The Sixth Ecumenical Council, also held in Constantinople (AD 680-681), was convened by emperor Constantine the New primarily to condemn the Monothelite heresy. This heresy taught that — despite having two natures (as one person) — Christ only had one will. This diminished the humanity of Christ by teaching that he was a man without a will (and therefore, unlike us and incapable of redeeming humanity by the incarnation, death and resurrection of himself, with him not being “truly” human, just as we are). In addition to the condemnation of Monothelitism, the council anathematized as heretics Pope Honorius I of Rome, Sergius I of Constantinople, Cyrus of Alexandria, Paul II and Peter of Constantinople, and Theodore of Pharan for their part in propagating the heresy of Monothelitism.
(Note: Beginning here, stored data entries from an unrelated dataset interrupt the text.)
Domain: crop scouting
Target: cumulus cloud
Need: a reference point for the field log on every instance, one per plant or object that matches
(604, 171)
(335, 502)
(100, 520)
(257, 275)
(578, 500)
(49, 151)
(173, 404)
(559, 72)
From the seventh century onward, the spread of the new religion of Islam by the sword let to the captivity of a large portion of the Christian east, including the Patriarchates of Jerusalem, Antioch and Alexandria, with Constantinople itself being close to capture. These incursions spread to the west and into modern-day Europe, as well. One of the characteristics of Islam was its anti-Incarnational rejection of images (Icons), and three years prior to the first wave of iconoclasm (circa AD 726-787, a heresy that rejects the usage or veneration of Icons, relics, etc.), the Muslim Caliph Yezid decreed that all Icons in Muslim-controlled lands should be eliminated.
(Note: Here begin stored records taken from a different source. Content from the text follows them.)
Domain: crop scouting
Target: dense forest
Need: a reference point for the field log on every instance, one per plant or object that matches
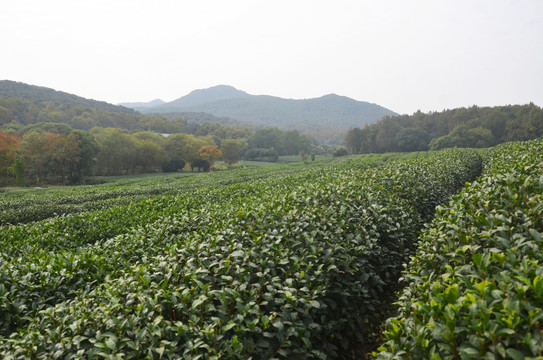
(54, 152)
(50, 136)
(475, 127)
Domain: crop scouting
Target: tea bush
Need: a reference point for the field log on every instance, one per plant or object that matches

The Roman emperor Leo III promoted iconoclasm in the empire (no doubt fearing further Muslim incursions) starting in AD 726, and this heresy prevailed until the empress Irene convened the Second Council of Nicaea (Seventh Ecumenical) in AD 787. This council upheld the iconodule position, allowing the continued veneration of both Icons and relics (as well as their usage in the adornment of Christian buildings, private homes and monasteries). While iconoclasm would again be promoted by emperor Leo V the Armenian (AD 815), in a probable attempt to curry favor from the Franks (and their armed forces) in the face of both Islamic and Bulgarian conquest, it would ultimately be defeated by the empress Theodora at a synod in Constantinople in the year 843 (celebrated as the “Triumph of Orthodoxy”).